PENDAHULUAN
Latar Belakang
Demam tifoid yang biasa kita kenal juga dengan demam enterik atau tifus merupakan
sindrom klinis yang dihasilkan oleh infeksi organisme Salmonella typhi. Hingga saat ini penyakit
demam tifoid masih merupakan masalah kesehatan di negara-negara berkembang terutama
negara-negara dengan tingkat sanitasi yang rendah termasuk Indonesia. Di Indonesia sendiri
kasus ini tersebar merata diseluruh provinsi dengan insidensi di daerah pedesaan 385 per 100.000
penduduk per tahun dan di daerah perkotaan 760 per 100.000 penduduk per tahun atau sekitar
600.000 dari 1,5 juta kasus per tahun dengan angka kematian sebesar 3,1% sampai 10,4%
(Pawitro dkk, 2002). Menurut Riset Kesehatan Dasar (RISKESDAS) pada tahun 2007 prevalensi
demam tifoid mencapai 1,6%. Di tahun 2010 demam tifoid masih menduduki peringkat tiga dari
10 penyakit terbanyak di Indonesia (Kemenkes, 2010).
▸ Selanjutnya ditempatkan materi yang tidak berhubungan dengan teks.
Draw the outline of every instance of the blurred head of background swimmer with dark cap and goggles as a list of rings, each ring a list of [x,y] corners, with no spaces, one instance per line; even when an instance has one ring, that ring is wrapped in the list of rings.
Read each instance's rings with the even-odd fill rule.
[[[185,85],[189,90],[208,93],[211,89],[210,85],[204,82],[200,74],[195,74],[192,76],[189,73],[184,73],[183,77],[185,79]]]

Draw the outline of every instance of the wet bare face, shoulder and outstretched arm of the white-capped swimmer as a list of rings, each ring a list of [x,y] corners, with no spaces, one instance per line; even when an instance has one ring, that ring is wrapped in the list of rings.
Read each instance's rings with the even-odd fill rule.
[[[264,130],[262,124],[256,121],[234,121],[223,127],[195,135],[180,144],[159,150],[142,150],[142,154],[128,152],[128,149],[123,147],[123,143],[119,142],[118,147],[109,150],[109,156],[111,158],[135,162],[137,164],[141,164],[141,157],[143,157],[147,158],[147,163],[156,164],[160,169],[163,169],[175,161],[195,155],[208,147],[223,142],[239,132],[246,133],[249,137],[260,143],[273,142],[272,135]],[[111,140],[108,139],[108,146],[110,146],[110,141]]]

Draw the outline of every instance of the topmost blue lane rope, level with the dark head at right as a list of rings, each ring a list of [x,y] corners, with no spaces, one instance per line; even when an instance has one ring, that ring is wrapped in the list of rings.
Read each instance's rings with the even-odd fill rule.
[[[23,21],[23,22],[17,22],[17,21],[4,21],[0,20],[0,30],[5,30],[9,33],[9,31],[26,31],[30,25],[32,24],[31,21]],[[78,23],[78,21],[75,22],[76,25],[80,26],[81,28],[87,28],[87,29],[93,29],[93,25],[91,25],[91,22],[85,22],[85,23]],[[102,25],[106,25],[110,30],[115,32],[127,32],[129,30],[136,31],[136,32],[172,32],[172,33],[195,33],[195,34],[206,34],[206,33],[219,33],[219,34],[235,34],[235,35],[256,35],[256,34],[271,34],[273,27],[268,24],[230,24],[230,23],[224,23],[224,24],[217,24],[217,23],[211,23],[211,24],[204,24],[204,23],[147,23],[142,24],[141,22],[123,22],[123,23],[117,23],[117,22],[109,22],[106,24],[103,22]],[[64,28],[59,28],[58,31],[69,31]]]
Disinilah diperlukan adanya peran farmasis yang memiliki komitmen kuat dan
berkemampuan dalam memperhatikan pola pemberian antibiotika guna meminimalkan angka
kejadian yang tidak diinginkan. Pada praktik pelayanan farmasi klinik apoteker atau farmasis
memegang peranan penting dalam pencapaian terapi obat dan menghindari terjadinya efek
negatif dari antibiotika. Terutama pada pasien lansia yang tingkat kepatuhan pengobatannya
sangat perlu diperhatikan.
Penelitian ini mengevaluasi penggunaan antibiotik karena pasien geriatri (lansia) memiliki
risiko yang lebih besar mengalami ketidaktepatan penggunaan antibiotik daripada anak-anak dan
orang dewasa, salah satu faktor yang sering kali menjadi penyebab yaitu menurunnya fungsi hati
dan ginjal pada pasien geriatri, kerentanan terhadap penyakit infeksi meningkat dengan
bertambahnya usia, penurunan pH pada gastrointestinal pada proses absorpsi, penurunan cairan
tubuh pada proses distribusi, penurunan aliran darah hepatik pada proses metabolisme, dan
penurunan sekresi tubular pada klirens (Eko, 2013).